Lots of media, and other sensible people, are picking up on the fact the TSA has a major public relations problem on its hands because of new screening procedures it's using -- although it's unclear if the airport security agency knows what a good public image is, or if it cares much. As you can see from the post below from Tuesday and another post last week, TSA is installing scanners at airports that basically do a strip search on you, or if you don't want to use the machines and expose yourself to the radiation involved, you can get an "enhanced" patdown, which by all reports is a pretty thorough rubdown of your whole body, genitalia included.

The Inquirer's Linda Loyd had a good story today on the new procedures, which are only being used at PHL's Terminal F right now, and the concerns of US Airways pilots about them. For anyone who doesn't see this is as a problem, read the  personal account of a young mother who went through the full patdown process in front of her small children in July and now has nightmares about it. Her words were left as a comment (from Sharon) on my Winging It blog post Tuesday. 

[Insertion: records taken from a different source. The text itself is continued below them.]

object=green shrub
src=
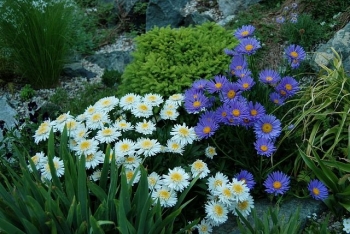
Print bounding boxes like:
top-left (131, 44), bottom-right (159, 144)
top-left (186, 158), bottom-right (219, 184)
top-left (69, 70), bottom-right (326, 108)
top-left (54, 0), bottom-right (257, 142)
top-left (0, 0), bottom-right (74, 88)
top-left (118, 23), bottom-right (237, 96)
top-left (102, 70), bottom-right (122, 87)
top-left (281, 14), bottom-right (325, 50)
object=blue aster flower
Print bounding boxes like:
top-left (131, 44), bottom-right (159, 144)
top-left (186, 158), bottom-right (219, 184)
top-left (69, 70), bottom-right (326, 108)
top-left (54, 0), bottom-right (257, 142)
top-left (236, 38), bottom-right (261, 55)
top-left (276, 76), bottom-right (299, 98)
top-left (235, 170), bottom-right (256, 190)
top-left (284, 45), bottom-right (306, 69)
top-left (259, 69), bottom-right (281, 86)
top-left (254, 138), bottom-right (276, 157)
top-left (237, 76), bottom-right (255, 91)
top-left (194, 120), bottom-right (219, 139)
top-left (207, 75), bottom-right (229, 93)
top-left (270, 92), bottom-right (286, 106)
top-left (264, 171), bottom-right (290, 196)
top-left (254, 115), bottom-right (282, 140)
top-left (307, 179), bottom-right (328, 201)
top-left (234, 25), bottom-right (255, 39)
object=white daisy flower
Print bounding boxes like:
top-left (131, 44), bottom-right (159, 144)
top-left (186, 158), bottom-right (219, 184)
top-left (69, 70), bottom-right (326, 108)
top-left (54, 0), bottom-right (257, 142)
top-left (114, 139), bottom-right (135, 156)
top-left (85, 150), bottom-right (105, 169)
top-left (113, 119), bottom-right (134, 132)
top-left (90, 170), bottom-right (101, 181)
top-left (205, 146), bottom-right (217, 159)
top-left (166, 139), bottom-right (185, 155)
top-left (195, 219), bottom-right (213, 234)
top-left (136, 138), bottom-right (161, 157)
top-left (191, 159), bottom-right (210, 179)
top-left (167, 93), bottom-right (184, 106)
top-left (125, 168), bottom-right (141, 185)
top-left (229, 178), bottom-right (249, 202)
top-left (135, 119), bottom-right (156, 135)
top-left (205, 201), bottom-right (228, 225)
top-left (86, 111), bottom-right (110, 130)
top-left (232, 195), bottom-right (254, 217)
top-left (151, 186), bottom-right (177, 207)
top-left (131, 102), bottom-right (153, 118)
top-left (159, 108), bottom-right (180, 120)
top-left (40, 156), bottom-right (64, 180)
top-left (142, 93), bottom-right (163, 106)
top-left (73, 138), bottom-right (98, 156)
top-left (170, 123), bottom-right (197, 145)
top-left (96, 127), bottom-right (122, 144)
top-left (119, 93), bottom-right (141, 110)
top-left (147, 172), bottom-right (162, 190)
top-left (34, 120), bottom-right (56, 144)
top-left (94, 96), bottom-right (119, 112)
top-left (123, 155), bottom-right (142, 170)
top-left (28, 152), bottom-right (45, 172)
top-left (207, 172), bottom-right (229, 191)
top-left (163, 167), bottom-right (190, 192)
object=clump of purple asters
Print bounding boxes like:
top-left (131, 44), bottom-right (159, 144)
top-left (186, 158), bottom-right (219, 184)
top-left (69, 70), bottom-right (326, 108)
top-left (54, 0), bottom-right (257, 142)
top-left (236, 37), bottom-right (261, 55)
top-left (307, 179), bottom-right (328, 201)
top-left (254, 138), bottom-right (276, 157)
top-left (234, 25), bottom-right (255, 39)
top-left (235, 170), bottom-right (256, 190)
top-left (264, 171), bottom-right (290, 196)
top-left (284, 44), bottom-right (306, 69)
top-left (254, 115), bottom-right (282, 140)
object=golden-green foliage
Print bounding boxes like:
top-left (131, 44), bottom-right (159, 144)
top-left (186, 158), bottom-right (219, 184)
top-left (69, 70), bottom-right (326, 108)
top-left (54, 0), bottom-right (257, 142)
top-left (118, 23), bottom-right (238, 96)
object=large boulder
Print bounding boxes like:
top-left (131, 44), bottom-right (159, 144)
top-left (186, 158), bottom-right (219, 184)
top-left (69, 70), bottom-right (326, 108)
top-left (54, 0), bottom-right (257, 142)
top-left (146, 0), bottom-right (190, 31)
top-left (311, 23), bottom-right (350, 75)
top-left (217, 0), bottom-right (261, 17)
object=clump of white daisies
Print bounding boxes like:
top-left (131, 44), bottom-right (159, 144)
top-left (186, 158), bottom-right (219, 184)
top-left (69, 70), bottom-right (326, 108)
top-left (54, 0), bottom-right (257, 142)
top-left (28, 93), bottom-right (254, 233)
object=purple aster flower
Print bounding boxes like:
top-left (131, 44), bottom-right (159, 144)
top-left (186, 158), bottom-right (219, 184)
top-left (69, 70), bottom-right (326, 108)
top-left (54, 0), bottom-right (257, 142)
top-left (307, 180), bottom-right (328, 201)
top-left (284, 45), bottom-right (306, 69)
top-left (254, 115), bottom-right (282, 140)
top-left (275, 76), bottom-right (299, 98)
top-left (248, 101), bottom-right (266, 121)
top-left (228, 100), bottom-right (249, 126)
top-left (264, 171), bottom-right (290, 196)
top-left (276, 16), bottom-right (285, 24)
top-left (259, 69), bottom-right (281, 86)
top-left (235, 170), bottom-right (256, 189)
top-left (207, 75), bottom-right (229, 93)
top-left (234, 25), bottom-right (255, 39)
top-left (220, 82), bottom-right (240, 102)
top-left (254, 138), bottom-right (276, 157)
top-left (184, 89), bottom-right (209, 113)
top-left (194, 120), bottom-right (219, 139)
top-left (192, 79), bottom-right (208, 90)
top-left (270, 92), bottom-right (286, 106)
top-left (236, 38), bottom-right (261, 55)
top-left (237, 76), bottom-right (255, 91)
top-left (235, 69), bottom-right (252, 78)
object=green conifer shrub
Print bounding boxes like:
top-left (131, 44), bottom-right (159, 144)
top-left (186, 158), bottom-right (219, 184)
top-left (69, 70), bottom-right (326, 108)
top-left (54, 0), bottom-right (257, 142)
top-left (118, 23), bottom-right (238, 96)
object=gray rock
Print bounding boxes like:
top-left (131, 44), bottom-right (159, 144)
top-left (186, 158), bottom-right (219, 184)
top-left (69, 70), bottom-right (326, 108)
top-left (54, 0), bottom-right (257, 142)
top-left (62, 62), bottom-right (97, 79)
top-left (184, 11), bottom-right (214, 27)
top-left (0, 95), bottom-right (17, 141)
top-left (212, 199), bottom-right (326, 234)
top-left (85, 51), bottom-right (132, 72)
top-left (217, 0), bottom-right (261, 17)
top-left (311, 23), bottom-right (350, 75)
top-left (146, 0), bottom-right (190, 31)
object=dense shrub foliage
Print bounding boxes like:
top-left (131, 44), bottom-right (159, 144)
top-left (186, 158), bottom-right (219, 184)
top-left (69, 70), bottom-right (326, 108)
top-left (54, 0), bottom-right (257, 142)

To learn more about this whole topic and particularly the concerns of American Airlines pilots, The Atlantic magazine's Jeffrey Goldberg has written extensively about it. The best of his information is in previous posts on the Atlantic's Web site; links to those articles can be found just to the right of this one about the American pilots. In several articles, an important Goldberg source is Bruce Schneier, a security consultant who I quoted in a Winging It column early this year, soon after the Christmas Day underwear bomber incident.

Schneier says two things have made flying safer since 9/11: Reinforced cockpit doors on commercial airliners and the willingness of passengers to fight back if they are on a plane with someone intent on doing harm. Other than that, he says, disaster has been avoided largely becuase of luck: The would-be terrorists were stupid and attempted to do things that didn't work. Most of what TSA does is theater to make us feel safer, he says. Links to more of Schneier's works can be found within Goldberg's articles.